Videogames are fun; it’s a statement that highlights what has kept the industry alive for decades. Sometimes, they try to be something more, with David Cage leading the way with ‘experiences’ such as Heavy Rain and Fahrenheit. However, Dead Island decided to ignore the industry’s revolution of engrossing storylines, intriguing characters and uncanny realism to focus on why games became the multi-million industry it is today: mindless enjoyment. But aside from the plethora of dismembered limbs and interesting weapons, there was very little about the original title that was memorable.
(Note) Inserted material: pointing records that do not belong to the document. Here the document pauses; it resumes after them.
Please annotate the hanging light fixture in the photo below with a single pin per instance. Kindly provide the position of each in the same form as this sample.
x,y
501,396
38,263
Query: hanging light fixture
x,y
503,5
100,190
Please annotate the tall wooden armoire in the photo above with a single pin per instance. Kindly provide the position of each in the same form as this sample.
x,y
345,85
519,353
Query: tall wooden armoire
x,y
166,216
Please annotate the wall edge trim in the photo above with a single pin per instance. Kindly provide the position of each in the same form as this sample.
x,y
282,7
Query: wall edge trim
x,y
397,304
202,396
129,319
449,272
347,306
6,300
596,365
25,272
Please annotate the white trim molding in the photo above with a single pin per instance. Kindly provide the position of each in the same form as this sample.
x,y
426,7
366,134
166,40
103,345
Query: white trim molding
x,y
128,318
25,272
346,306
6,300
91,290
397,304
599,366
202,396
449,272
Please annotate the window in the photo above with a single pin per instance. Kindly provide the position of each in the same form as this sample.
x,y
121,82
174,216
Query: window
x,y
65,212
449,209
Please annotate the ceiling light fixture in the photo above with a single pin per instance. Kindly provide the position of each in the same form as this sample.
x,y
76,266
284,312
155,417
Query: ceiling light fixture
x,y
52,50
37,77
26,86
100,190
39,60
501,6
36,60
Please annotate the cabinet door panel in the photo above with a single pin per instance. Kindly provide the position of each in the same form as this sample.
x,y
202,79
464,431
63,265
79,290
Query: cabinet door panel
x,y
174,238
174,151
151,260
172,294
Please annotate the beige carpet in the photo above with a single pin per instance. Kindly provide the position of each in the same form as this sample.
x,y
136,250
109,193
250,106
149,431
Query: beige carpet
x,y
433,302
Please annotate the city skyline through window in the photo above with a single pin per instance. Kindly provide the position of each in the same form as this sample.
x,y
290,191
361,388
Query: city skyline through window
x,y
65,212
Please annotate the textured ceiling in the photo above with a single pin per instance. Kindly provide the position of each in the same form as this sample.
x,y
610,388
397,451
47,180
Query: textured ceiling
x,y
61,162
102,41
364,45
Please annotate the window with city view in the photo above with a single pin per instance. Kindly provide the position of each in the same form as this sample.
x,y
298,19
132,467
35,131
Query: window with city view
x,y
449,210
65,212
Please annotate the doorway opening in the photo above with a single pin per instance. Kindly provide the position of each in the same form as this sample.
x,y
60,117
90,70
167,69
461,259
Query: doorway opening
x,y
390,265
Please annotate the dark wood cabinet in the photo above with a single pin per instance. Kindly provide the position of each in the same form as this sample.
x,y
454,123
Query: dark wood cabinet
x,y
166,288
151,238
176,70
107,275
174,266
Dead Island: Riptide kicks off with a video catch-up for players new to the series or for those that simply forgot how our four heroes made it off the island of Banoi. Once you settle into the shoes of your poorly equipped avatar, you find yourself captured on a military ship that is now overrun by hordes of the living dead and it is up to you to help the firearm wielding soldiers with your lead pipe. The twenty-minute prologue does a fine job of showing new players the basics, while keeping returning fans mildly amused as they discover what’s new with the emergent statement being ‘Finally, a game launch with few bugs and glitches’. Techland has pulled off something that seemed too distant an objective when both Call of Juarez: The Cartel and Dead Island released last year and has launched a title that has few performance issues. To a degree that should be applauded. There are occasional mishaps though. The island of Palanai can be bathing in sunlight one moment and in the blink of an eye be in the middle of a monsoon, or where clipping issues tend make corpses fall through the sand leaving only the feet behind.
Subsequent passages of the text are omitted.